The boy waits for the clock to stop but it grinds obstinately onward, a long incessant yell at him to wake up. He pretends not to hear, and finally the alarm begins to wind down, gives a few gurgles and bleats, and gives up. The boy is exultant, but then he hears three loud thumps on the wall and his father’s voice grumbling and loud, calling to him.

‘Hema! Hema, stop that clock.’

‘It’s off now, Dad!’ the boy yells back, pulling the pillow away from his head. He listens, alert, as his father settles back to sleep again. Then he slides his head back under the pillow.

But the clock cries for vengeance. It seems to the boy that it is ticking and tocking more loudly: you must get up, you must get up, there is work to do, there is work to do.

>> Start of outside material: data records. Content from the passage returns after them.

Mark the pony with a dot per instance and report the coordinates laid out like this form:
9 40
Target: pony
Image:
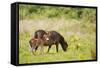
43 38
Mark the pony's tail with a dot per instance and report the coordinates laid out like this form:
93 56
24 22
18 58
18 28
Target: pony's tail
30 43
64 45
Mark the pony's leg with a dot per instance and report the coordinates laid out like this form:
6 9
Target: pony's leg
57 47
32 50
36 48
42 49
49 48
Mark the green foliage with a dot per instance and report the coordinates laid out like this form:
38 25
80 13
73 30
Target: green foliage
38 12
79 35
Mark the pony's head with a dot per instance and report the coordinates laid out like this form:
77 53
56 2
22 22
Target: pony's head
64 46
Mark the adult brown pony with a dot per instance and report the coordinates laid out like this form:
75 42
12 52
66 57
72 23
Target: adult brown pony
42 38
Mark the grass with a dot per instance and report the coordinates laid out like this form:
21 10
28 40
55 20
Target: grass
80 36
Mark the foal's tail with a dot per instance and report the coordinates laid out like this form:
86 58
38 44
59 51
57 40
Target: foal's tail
64 45
30 43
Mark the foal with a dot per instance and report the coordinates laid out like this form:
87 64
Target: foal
35 43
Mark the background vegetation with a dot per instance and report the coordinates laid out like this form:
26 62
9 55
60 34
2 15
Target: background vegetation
77 25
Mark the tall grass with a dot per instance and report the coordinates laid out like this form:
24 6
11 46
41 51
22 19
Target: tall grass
78 31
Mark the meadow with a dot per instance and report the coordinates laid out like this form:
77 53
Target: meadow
79 32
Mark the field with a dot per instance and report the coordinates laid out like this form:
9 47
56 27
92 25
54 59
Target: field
80 35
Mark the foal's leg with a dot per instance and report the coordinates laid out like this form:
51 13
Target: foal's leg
32 50
36 48
57 47
49 48
42 49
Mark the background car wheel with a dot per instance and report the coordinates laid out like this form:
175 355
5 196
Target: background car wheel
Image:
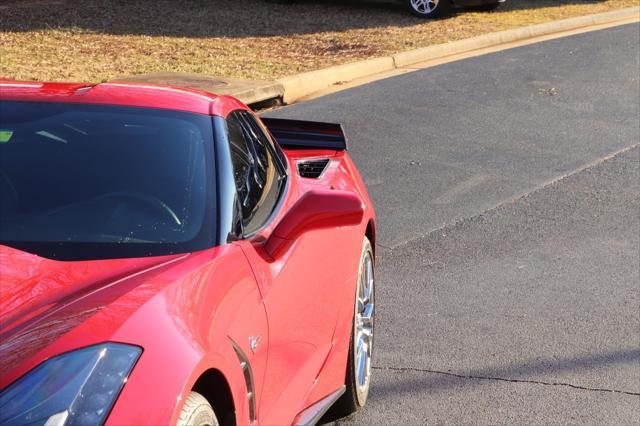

The boy mutters to himself. But the clock has won as it always does and ticks with satisfaction at the sight of one small arm creeping out from beneath the blankets to grope for and finger the old clothes lying on the floor. The hand picks up a singlet and underpants and ferries them beneath the blankets. The bed arches and squeaks in tumult and then subsides. The hand appears again. This time, a shirt disappears. Trousers are the next to go, followed by a thick jersey and socks. Each time, mutterings and cursings issue in muffled despair from the bed, and minor earthquakes heave. Finally, the tumult subsides. For a moment, there is silence. And then a cautious foot slides slowly out of the bed, the toes twitch, testing the temperature, point down like a divining rod searching for water, delicately touch the floor, rebound with the shock, touch the floor again and resignedly teeter there like a ballerina’s foot before lowering from toes to sole to heel. The other foot follows. And then the boy rises, still swathed by the blankets which now also cover his head, to sit there like a patchwork-quilted ghost.

Another day has begun. And like a beetle shuffling out of its protective cocoon, the blankets peel away and the boy appears.

With a groan, Hema lurches out of bed. He greets the morning with a yawn. Sleepily, he blunders down the passageway, thinking enviously of his two sisters who are still in bed.